The promiscuous sheets and pyjamas and petticoats waving overhead, the evidence of multiple occupation staring Arguseyed at him, gave Raikes a chilling sense of anticlimax and futility. What could all this have to do with the Madonna? He had assumed at least some sort of continuous occupation, somebody he could question. He felt like a gambler who had suddenly run out of luck.

The heavy door was not locked; it swung open to his push. He passed through and found himself in a large paved area like an interior courtyard, with a marble well-head in the centre and a flight of stone steps, leading presumably to the upper floors. The stairs had a carved banister, made of heavy dark wood, with large smooth bosses at intervals. There was a smell of damp and urine. A baby was crying from a room on his right and from somewhere above he could hear the sound of a radio. He stood for some moments examining the design of lions’ heads around the rim of the well-head. The manes had been blended with the triangular patterns of foliation between the heads in an original and attractive manner which he could not remember seeing before. A woman with a shopping basket came down the stairs and went past him without speaking. He noticed now that the bosses on the banister were in fact human heads worn almost featureless.

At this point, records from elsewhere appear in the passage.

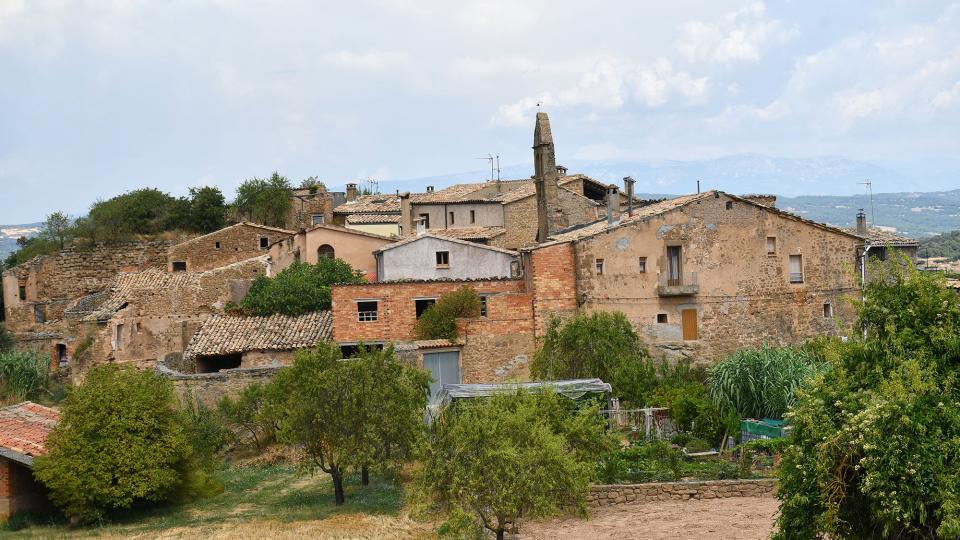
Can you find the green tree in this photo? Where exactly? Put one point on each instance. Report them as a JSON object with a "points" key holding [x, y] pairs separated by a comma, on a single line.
{"points": [[600, 344], [299, 288], [497, 460], [346, 414], [120, 441], [265, 201], [56, 229], [208, 210], [875, 445], [439, 321]]}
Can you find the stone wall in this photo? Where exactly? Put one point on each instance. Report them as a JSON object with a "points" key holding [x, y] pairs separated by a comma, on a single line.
{"points": [[612, 495], [226, 246], [208, 388]]}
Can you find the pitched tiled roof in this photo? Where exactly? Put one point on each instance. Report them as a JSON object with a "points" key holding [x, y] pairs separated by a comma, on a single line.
{"points": [[364, 219], [224, 334], [24, 429], [470, 233]]}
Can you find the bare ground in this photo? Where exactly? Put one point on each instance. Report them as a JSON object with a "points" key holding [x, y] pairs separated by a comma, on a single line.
{"points": [[741, 518]]}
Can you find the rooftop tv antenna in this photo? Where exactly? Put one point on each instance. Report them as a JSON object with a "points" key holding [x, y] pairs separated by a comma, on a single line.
{"points": [[869, 184]]}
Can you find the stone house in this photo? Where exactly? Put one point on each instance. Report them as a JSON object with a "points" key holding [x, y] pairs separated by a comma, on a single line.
{"points": [[356, 247], [231, 244], [496, 346], [230, 342], [38, 290], [23, 434], [429, 257], [702, 275], [147, 317]]}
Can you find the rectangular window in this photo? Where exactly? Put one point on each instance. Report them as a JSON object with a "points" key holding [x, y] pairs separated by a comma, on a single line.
{"points": [[423, 304], [367, 311], [796, 269]]}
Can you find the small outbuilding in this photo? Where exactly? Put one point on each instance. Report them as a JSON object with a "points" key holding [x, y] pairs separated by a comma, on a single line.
{"points": [[23, 435], [229, 342]]}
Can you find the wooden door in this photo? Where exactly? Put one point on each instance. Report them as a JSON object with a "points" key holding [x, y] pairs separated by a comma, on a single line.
{"points": [[689, 319]]}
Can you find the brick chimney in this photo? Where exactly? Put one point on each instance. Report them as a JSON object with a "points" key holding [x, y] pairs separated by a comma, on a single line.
{"points": [[406, 215], [550, 218], [613, 204], [861, 223]]}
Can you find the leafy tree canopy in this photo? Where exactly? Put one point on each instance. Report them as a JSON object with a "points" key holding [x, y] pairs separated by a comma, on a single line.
{"points": [[120, 441], [299, 288], [874, 448], [265, 201]]}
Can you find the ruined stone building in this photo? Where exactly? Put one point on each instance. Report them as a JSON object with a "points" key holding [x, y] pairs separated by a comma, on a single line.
{"points": [[356, 247], [226, 246]]}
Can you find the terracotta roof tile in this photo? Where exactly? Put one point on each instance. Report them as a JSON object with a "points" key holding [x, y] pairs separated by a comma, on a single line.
{"points": [[24, 429], [224, 334]]}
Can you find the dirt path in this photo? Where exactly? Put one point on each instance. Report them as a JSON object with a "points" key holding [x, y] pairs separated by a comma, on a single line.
{"points": [[741, 518]]}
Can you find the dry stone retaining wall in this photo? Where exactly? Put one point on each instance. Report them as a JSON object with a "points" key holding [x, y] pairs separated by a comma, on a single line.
{"points": [[617, 494]]}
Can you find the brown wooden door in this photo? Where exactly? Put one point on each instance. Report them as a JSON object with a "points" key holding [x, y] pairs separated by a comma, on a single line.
{"points": [[689, 319]]}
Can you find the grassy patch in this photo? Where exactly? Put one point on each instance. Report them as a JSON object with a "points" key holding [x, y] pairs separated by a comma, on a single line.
{"points": [[272, 493]]}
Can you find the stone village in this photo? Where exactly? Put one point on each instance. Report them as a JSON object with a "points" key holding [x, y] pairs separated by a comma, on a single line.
{"points": [[698, 276]]}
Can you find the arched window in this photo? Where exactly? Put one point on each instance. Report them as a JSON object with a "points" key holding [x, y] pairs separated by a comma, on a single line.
{"points": [[325, 250]]}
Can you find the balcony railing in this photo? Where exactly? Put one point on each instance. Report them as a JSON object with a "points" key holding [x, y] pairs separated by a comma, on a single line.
{"points": [[678, 284]]}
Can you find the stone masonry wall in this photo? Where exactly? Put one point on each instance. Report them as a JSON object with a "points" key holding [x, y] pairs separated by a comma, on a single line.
{"points": [[237, 243], [612, 495]]}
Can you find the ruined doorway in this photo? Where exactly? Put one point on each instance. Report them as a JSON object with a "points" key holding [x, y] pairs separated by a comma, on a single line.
{"points": [[674, 257], [688, 319]]}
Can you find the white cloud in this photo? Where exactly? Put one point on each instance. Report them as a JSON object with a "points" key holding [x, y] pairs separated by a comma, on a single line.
{"points": [[610, 84], [739, 36]]}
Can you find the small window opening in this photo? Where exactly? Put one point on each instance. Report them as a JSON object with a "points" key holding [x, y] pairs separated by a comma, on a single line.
{"points": [[367, 311], [423, 304]]}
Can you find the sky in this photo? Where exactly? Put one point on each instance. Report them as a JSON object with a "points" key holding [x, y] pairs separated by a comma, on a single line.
{"points": [[101, 97]]}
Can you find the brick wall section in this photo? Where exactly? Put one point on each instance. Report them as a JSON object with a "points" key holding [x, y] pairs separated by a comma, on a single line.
{"points": [[550, 278], [237, 243], [613, 495], [54, 280]]}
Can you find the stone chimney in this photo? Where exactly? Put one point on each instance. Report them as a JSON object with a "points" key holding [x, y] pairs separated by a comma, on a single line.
{"points": [[628, 191], [550, 218], [613, 204], [861, 223], [406, 215]]}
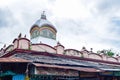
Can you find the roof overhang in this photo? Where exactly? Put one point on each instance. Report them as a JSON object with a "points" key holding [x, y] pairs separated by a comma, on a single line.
{"points": [[84, 69]]}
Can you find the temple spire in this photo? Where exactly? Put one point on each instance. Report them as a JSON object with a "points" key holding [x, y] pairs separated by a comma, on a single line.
{"points": [[43, 16]]}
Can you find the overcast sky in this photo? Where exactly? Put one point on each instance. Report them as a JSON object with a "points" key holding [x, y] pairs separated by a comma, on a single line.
{"points": [[90, 23]]}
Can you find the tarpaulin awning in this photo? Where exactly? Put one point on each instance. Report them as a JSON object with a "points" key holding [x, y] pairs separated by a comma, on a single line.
{"points": [[7, 73], [85, 69]]}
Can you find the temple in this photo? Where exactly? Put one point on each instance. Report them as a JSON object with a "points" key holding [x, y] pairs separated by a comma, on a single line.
{"points": [[43, 58]]}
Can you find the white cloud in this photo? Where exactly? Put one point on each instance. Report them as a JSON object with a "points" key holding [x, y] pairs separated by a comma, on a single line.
{"points": [[79, 22]]}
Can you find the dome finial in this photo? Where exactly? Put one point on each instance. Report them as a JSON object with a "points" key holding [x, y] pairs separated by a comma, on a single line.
{"points": [[43, 16]]}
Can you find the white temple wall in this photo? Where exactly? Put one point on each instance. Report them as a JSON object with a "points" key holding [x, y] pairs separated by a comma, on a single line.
{"points": [[15, 44], [23, 44], [43, 48], [60, 50]]}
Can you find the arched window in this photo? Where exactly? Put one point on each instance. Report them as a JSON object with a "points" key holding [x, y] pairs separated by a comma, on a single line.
{"points": [[35, 34], [47, 33]]}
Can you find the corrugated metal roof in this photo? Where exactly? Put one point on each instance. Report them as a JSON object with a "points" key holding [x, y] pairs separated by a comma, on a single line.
{"points": [[8, 59], [69, 67]]}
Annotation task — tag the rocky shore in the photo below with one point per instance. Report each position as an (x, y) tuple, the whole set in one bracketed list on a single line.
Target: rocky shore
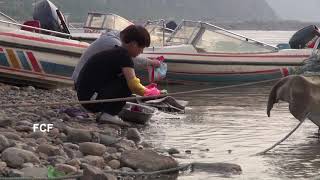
[(75, 145)]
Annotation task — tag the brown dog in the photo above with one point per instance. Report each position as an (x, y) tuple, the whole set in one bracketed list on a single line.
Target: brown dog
[(303, 95)]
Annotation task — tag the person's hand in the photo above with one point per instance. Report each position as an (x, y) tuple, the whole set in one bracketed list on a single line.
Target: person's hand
[(154, 62), (152, 90)]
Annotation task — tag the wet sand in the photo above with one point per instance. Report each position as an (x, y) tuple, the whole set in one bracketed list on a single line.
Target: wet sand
[(232, 125)]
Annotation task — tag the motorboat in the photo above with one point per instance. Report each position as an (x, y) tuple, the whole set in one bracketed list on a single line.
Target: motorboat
[(159, 32), (200, 52), (98, 23), (39, 52)]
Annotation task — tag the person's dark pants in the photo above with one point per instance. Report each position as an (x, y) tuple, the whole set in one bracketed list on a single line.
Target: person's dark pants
[(115, 89)]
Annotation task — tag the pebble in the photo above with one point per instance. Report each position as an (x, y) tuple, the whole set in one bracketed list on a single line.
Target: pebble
[(114, 164), (90, 148), (15, 157), (173, 151)]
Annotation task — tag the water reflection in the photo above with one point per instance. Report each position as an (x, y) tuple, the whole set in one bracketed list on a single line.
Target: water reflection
[(230, 126)]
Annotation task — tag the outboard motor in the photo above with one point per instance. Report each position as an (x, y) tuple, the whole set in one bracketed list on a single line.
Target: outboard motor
[(49, 16), (171, 25), (304, 38)]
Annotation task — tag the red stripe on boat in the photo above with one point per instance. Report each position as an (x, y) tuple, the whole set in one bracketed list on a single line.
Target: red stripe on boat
[(34, 62), (222, 73), (253, 55), (43, 40)]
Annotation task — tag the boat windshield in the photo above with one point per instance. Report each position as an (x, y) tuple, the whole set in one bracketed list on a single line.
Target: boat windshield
[(212, 39), (100, 21), (158, 33)]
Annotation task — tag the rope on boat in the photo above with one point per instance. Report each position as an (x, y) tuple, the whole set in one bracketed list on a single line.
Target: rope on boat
[(283, 139), (42, 178), (182, 167), (132, 98)]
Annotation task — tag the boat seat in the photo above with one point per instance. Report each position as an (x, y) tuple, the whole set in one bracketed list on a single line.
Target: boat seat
[(33, 23)]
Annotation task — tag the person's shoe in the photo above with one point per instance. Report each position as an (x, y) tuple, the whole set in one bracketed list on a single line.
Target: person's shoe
[(105, 118)]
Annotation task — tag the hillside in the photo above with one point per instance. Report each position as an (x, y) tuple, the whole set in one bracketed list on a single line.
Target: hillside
[(226, 10)]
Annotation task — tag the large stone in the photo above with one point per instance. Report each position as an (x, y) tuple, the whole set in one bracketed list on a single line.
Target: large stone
[(126, 144), (223, 168), (6, 122), (36, 135), (15, 157), (108, 140), (67, 169), (48, 150), (134, 135), (79, 136), (94, 173), (11, 135), (4, 143), (90, 148), (114, 164), (94, 161), (35, 172), (147, 160)]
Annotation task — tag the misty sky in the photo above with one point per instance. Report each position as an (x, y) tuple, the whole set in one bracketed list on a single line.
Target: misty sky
[(303, 10)]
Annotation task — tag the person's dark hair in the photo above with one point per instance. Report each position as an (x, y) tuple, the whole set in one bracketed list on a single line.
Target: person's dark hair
[(136, 33)]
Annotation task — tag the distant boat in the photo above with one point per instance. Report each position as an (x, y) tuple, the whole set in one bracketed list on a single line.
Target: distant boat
[(31, 55), (199, 52), (98, 23)]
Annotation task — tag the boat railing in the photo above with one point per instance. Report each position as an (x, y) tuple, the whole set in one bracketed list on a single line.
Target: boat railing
[(160, 23), (203, 24), (49, 32), (8, 17)]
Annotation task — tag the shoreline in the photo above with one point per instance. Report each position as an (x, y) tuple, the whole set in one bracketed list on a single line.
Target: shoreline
[(76, 144)]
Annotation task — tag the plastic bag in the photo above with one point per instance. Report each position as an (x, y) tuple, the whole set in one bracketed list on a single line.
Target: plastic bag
[(152, 90), (159, 73)]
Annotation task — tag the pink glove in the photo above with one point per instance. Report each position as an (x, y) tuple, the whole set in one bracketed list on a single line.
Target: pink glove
[(152, 90)]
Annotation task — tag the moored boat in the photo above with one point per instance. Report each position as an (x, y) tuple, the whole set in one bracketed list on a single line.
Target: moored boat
[(199, 52)]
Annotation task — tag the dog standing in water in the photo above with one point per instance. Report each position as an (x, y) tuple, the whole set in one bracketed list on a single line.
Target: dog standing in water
[(303, 95)]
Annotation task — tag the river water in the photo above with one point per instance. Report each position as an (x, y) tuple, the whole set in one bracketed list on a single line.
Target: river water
[(230, 126)]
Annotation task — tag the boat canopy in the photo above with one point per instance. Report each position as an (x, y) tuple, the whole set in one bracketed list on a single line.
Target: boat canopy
[(209, 38), (103, 21), (158, 32)]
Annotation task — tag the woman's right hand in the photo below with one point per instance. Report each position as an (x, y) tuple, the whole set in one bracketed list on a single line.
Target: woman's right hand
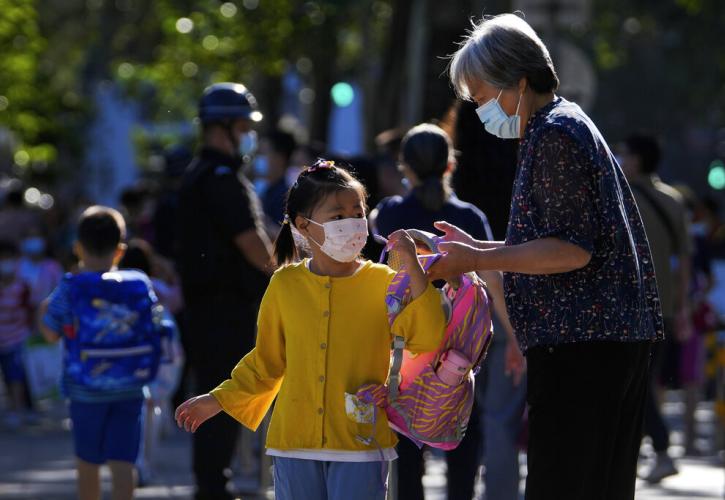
[(195, 411), (453, 233)]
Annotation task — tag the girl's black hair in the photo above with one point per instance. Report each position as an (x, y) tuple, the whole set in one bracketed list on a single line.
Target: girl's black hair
[(427, 150), (313, 185), (138, 256)]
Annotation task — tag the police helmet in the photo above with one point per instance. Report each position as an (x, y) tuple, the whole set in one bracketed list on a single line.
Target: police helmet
[(228, 101)]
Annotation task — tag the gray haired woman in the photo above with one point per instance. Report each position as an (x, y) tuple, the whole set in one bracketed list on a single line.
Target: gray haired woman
[(579, 281)]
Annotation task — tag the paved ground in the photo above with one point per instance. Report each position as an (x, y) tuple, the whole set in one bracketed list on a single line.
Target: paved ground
[(36, 462)]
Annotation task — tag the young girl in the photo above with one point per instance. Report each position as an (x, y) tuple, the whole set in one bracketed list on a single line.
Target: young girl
[(323, 331)]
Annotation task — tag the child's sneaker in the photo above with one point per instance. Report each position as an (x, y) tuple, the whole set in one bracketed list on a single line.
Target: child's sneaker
[(663, 467)]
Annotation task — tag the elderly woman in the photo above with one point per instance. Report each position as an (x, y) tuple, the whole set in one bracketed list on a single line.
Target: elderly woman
[(579, 280)]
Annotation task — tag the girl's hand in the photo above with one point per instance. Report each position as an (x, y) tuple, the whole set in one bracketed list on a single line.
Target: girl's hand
[(403, 243), (453, 233), (195, 411)]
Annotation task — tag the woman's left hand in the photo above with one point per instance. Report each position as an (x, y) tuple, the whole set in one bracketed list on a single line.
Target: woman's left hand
[(457, 259), (515, 362), (403, 243)]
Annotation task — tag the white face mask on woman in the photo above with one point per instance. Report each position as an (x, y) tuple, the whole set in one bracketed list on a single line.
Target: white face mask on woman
[(344, 239), (497, 122)]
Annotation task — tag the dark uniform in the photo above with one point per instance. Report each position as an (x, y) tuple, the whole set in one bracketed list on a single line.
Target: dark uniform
[(222, 292)]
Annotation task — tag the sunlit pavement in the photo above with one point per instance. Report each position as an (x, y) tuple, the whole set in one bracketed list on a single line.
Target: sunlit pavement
[(36, 462)]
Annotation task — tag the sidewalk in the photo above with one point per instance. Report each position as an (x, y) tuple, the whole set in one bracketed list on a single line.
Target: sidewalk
[(37, 463)]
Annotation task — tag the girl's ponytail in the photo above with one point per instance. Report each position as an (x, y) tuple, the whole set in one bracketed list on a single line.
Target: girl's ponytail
[(313, 185), (427, 150), (285, 249), (432, 193)]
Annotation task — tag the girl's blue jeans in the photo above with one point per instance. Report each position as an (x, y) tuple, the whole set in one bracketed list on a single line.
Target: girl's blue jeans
[(299, 479)]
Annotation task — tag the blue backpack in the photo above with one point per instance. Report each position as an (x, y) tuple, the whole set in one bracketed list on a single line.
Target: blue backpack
[(114, 342)]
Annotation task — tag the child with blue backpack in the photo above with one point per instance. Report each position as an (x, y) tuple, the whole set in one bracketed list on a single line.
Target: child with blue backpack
[(111, 326), (323, 331)]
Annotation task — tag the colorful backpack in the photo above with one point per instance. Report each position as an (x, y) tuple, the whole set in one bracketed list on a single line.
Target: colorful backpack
[(429, 397), (115, 340)]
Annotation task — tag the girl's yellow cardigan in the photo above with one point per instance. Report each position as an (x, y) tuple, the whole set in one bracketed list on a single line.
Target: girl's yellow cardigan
[(318, 338)]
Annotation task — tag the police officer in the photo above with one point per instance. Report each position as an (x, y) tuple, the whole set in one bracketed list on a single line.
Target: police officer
[(224, 259)]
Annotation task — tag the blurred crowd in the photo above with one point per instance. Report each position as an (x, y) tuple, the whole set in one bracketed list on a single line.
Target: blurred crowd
[(686, 234)]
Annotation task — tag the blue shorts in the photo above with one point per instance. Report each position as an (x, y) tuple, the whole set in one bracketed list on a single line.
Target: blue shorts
[(11, 364), (107, 431), (300, 479)]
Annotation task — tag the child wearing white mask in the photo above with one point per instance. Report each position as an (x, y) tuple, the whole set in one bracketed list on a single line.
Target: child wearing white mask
[(15, 323), (323, 331)]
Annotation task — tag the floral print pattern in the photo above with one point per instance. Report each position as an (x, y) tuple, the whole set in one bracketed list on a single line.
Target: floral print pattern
[(569, 186)]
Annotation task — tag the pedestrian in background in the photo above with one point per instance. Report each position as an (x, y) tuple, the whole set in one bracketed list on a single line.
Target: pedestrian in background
[(272, 162), (578, 274), (16, 313), (224, 262), (90, 311)]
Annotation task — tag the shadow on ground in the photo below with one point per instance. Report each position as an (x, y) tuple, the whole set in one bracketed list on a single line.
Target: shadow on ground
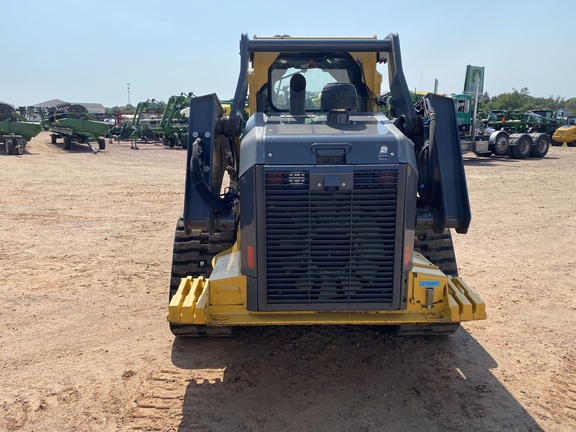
[(344, 379)]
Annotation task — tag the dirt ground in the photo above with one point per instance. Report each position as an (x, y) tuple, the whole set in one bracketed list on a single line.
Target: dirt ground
[(85, 256)]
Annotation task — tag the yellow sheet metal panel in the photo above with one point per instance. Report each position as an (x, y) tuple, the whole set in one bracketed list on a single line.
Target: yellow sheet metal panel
[(175, 306), (478, 305), (464, 304), (432, 298)]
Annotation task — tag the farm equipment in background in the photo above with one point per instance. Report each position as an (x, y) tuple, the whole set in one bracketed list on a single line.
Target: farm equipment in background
[(319, 209), (15, 131), (145, 121), (516, 139), (173, 127), (73, 124)]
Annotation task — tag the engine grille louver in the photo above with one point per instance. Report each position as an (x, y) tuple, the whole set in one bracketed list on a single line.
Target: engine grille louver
[(330, 248)]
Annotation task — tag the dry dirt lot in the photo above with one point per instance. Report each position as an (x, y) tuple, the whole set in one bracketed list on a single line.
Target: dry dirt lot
[(85, 257)]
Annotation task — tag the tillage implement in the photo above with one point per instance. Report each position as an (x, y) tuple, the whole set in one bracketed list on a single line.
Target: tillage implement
[(319, 209)]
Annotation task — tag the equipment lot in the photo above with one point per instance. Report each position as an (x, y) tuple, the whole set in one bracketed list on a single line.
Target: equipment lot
[(84, 343)]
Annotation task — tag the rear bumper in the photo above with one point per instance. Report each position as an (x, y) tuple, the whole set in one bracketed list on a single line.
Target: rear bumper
[(221, 301)]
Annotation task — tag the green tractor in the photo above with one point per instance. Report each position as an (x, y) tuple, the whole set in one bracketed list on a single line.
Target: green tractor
[(173, 127), (15, 131), (72, 123)]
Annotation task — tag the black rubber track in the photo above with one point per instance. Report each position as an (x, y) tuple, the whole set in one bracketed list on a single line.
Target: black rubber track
[(192, 256), (438, 249)]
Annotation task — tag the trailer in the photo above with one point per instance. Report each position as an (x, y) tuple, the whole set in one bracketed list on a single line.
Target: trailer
[(15, 131), (482, 140)]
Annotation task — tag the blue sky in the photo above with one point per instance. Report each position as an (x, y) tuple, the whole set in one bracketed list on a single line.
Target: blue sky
[(81, 51)]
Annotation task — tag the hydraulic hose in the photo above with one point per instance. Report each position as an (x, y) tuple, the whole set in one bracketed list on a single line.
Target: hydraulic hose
[(222, 203)]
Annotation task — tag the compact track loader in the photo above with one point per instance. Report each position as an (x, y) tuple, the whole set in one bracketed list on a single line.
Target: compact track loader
[(319, 209)]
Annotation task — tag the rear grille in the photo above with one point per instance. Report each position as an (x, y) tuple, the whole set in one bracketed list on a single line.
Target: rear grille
[(331, 248)]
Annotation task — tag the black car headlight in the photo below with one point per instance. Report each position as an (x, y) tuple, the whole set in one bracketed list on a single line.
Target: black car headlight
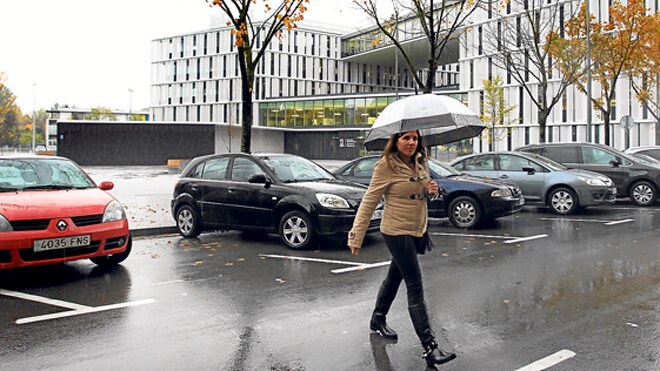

At the far end of the courtyard there was a double door standing open, a sense of space beyond. Raikes passed through this into an area surrounded by brick walls, which he thought must once have been the garden of the house, though it had been levelled and cemented over. It was rectangular in shape and extensive for Venice, with a wrought-iron gate at the far end. Three very small boys were squatting over something near the wall that ran by the canal, and a little girl with bare feet swung a dishevelled doll. There were more lines of washing and two women standing talking together. It seemed to be a communal area used by the tenants. No one took any notice of Raikes at all. He stood for some moments, dismayed by the neglect and poverty visible everywhere: the rusty metal fire escapes clambering from floor to floor, the rotting eaves, the crumbling, discoloured brick. It must have been a beautiful house once, with all the space, that courtyard, the long garden running beside the canal. The design was visible still, of course, and the proportions, the spacing of the windows with their high rounded arches, the elegant stonework of the balconies, the exquisitely decorated campanella. There were so many houses like this now in Venice, hundreds upon hundreds of them, tenements for the poor, rotting away along obscure side canals. Few if any would ever be restored.